I’m also so freakin’ huge right now that my pregnancy clothes are straining a bit, and yet I’m too close to birthing to want to buy more. Which means my old reliables get recycled quite a lot, despite the fact that I nearly flashed an entire Hasidic family this afternoon when the waistband of my stretched-out shorts tried to make a break for my knees. I barely caught them in time. I’m going to have to start safety-pinning myself together before I leave the house, just to prevent accidents. Or start wearing suspenders.

I am finally getting the occasional, Braxton-Hicks-ish cramp, especially when I’m tired, and I take that as a good sign, though still, it could technically be another month. Though God help me, I don’t know how I can get much bigger without rupturing my abdomen. I’m 48.5″ at my widest point right now. That’s like nearly two skinny people’s worth. Normally I think of myself as kind of stocky, but in the mirror, the non-pregnant parts of me are almost svelte in comparison to the giant gut-ball I’m carrying.

The baby turns and squirms and, I imagine, complains in his own way when I sit upright too long (it cramps him) or toss and turn in bed, requiring him to readjust himself yet again. Ideally, I think he would prefer I was either walking or lying on my right side, where he likes to settle, at all times. And eating, of course.

I’m intimidated, I’ll admit it, by the birth itself, and afterwards. I read lots of birth stories online, as I’ve mentioned, and more than a few tell me that there is indeed pain beyond anything you’ve felt before. Which makes you wonder, why the hell are you considering natural childbirth, you crazy bitch?

I really think it boils down to my disillusionment with drugs (legal ones, can’t speak for the other kind). I am that person who always has the weird side effect, or on whom the drug does the opposite of what it’s supposed to, or actually makes the pain worse. Mild pain-killers like acetaminophin are usually ok, but anything stronger is always approached with trepidation, because I don’t know for sure how I’ll react. Non-drowsy drugs knock me out on a regular basis, and half doses act just as strongly on me as whole ones. The lightest dose of hormones will throw everything out of whack for me. And the few times I’ve gotten really drunk, my hangover started before I even got to bed, and lasted for three days.

So the idea of whipping out the Stadol or Demerol, or epidural cocktails that include god-knows-what and are injected into my spine, gives me nightmares of being both loopy and high, and still in pain. And of having the damn things either knock me out too far or wear off too soon. Which happens fairly often to a lot of women.

I don’t want forceps, or a Cesarean, because I am very attached to my body and don’t want anyone damaging it without a damn good reason. Saving the baby’s life or mine is a good reason; having to fish the baby out because I’m too drugged to push properly, not so much.
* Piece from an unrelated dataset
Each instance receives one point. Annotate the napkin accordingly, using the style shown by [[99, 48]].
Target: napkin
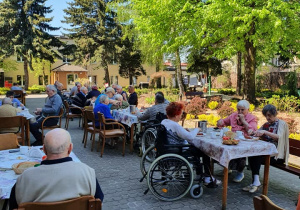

It’s a devil’s choice, really. I do get the natural high that comes from natural birth, and the feeling of accomplishment, and even the spiritual transcendence that being completely aware allows you to have after surviving something so difficult. At the same time, those aren’t my primary reasons for going natural. If there were a perfectly painless yet side-effect free way to give birth, I’d hop on that bandwagon without a regret. There isn’t. So I’m going for the one that allows me the most freedom and control of the situation, since I won’t really have control over my body.

Hmm. That was kind of a tangent, I suppose. But at 2am on a night 3 weeks before my due date, they seem like the normal sorts of thoughts to have.

But I think I’ll try to sleep now, all the same.